Here's the thing: if you've got the time and the attention span to set up an ELK or a Loki stack, it might well serve you better than Logmunch.

ELK, Loki, and VictoriaLogs are tools for structured logging: logging where you're confident that you can predict what kind of queries you'll be making against your logs up-front. This means that, once you wade through the difficult and computationally expensive early steps of getting your logs ingested and indexed, searches are whipcrack fast!

Let me be honest with you, though: I found these tools a little difficult to set up, and once they were set up, I found their user experience a little less effective than the kind of experience I was used to from tools like Papertrail or Mezmo.

The strategy of Logmunch is to let you just throw logs at it and figure out what to do with them afterwards. The idea is that most logs need to be written incredibly quickly and need to be searched through pretty infrequently, so we're not actually optimizing for search speed: we're optimizing for write speed while keeping search speed acceptable.

This allows us to write a server that can process quite a lot of logs.

On top of that, we don't always know what our search patterns are going to look like until after a disaster strikes. A log search should be as wide open as possible: pre-baking searches is the kind of thing that requires actual precognition.

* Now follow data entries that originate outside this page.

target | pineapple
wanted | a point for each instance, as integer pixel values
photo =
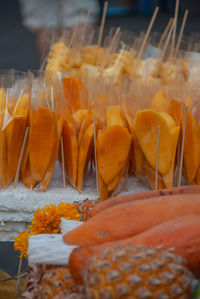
(57, 282)
(140, 272)
(50, 281)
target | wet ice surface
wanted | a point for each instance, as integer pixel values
(18, 205)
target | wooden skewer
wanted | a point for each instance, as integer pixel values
(120, 55)
(165, 32)
(20, 158)
(111, 46)
(175, 25)
(181, 32)
(157, 153)
(63, 162)
(18, 284)
(86, 23)
(75, 29)
(102, 23)
(166, 43)
(182, 149)
(95, 155)
(140, 54)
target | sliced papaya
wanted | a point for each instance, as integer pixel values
(75, 93)
(113, 149)
(114, 116)
(146, 129)
(15, 134)
(3, 158)
(50, 169)
(168, 177)
(150, 173)
(191, 154)
(85, 147)
(160, 101)
(70, 146)
(41, 142)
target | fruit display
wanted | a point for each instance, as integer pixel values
(161, 260)
(116, 106)
(122, 106)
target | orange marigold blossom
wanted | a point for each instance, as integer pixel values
(46, 221)
(21, 243)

Why Should I Use Honeycomb, or Jaeger, Instead of Logmunch?

Let's say you're building a complicated application with a lot of stuff you want to know about: you could add console.log("i am here now");, console.log("welcome to line 38"); and so on and so forth throughout the codebase and just flood your log aggregator with logs, but there are better ways to determine exactly what's happening in your application as people work their way through all of the myriad code paths. Perhaps you should be using OpenTelemetry to instrument your application and dumping all of those structured events into a structured event log.

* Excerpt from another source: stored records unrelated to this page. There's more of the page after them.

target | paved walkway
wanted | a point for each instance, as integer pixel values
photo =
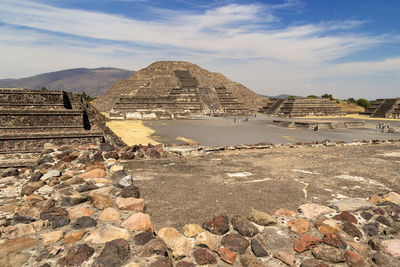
(223, 131)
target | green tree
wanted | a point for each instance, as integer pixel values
(363, 102)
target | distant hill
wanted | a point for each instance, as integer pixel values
(158, 79)
(94, 82)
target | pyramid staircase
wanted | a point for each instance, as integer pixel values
(273, 107)
(384, 108)
(301, 107)
(181, 102)
(31, 118)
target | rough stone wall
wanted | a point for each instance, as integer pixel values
(39, 117)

That's observability! It's a different topic entirely!

Logging is not the same thing as observability.

Perhaps some galaxy brains out there are running 100% of their ops through their observability stack (I'm looking at you, Charity Majors), I don't know.

A lot of software still doesn't emit a steady stream of useful, actionable OTel.

The thing is, though, even if you're on top of your observability game, you're still probably going to have systems that have logs, and you're still probably going to want to search through those logs. Think of logging as the ground floor of knowing what's going on in your cloud: you might want to do more than just logging, but you should still probably also do logging.

Why Should I Use rsyslog and a fast grep tool Instead of Logmunch?

🫡 Perhaps we should be friends.

If you're looking for a solution that costs very little and has unparalleled write performance, you could do a lot worse than rsyslog and a fast grep tool.

All I can say is that the UI/UX of this solution is a little, uh, antiquated.

Why Should I Use Splunk or Loggly, Instead of Logmunch?

Ha ha, you shouldn't.

Why Should I Use Logmunch?

I'm going to level with you, you probably shouldn't. While I'm a fairly experienced software developer, I'm just the one guy, and this project was mostly an excuse to teach myself Rust and try to write something small and fast and efficient.

Is Logmunch FOSS (Free / Open Source Software)?

Yes.

What Language is Logmunch Built In?

English.

also Rust, Rocket, JavaScript and Preact

Why Did You Call It Logmunch?

It narrowly won in an internet poll:

an internet poll where I ask people what I should name this software

Wait, It Looks Like ipoopedinyourmouth.art Won That Poll

It was a tie and I made a judgement call.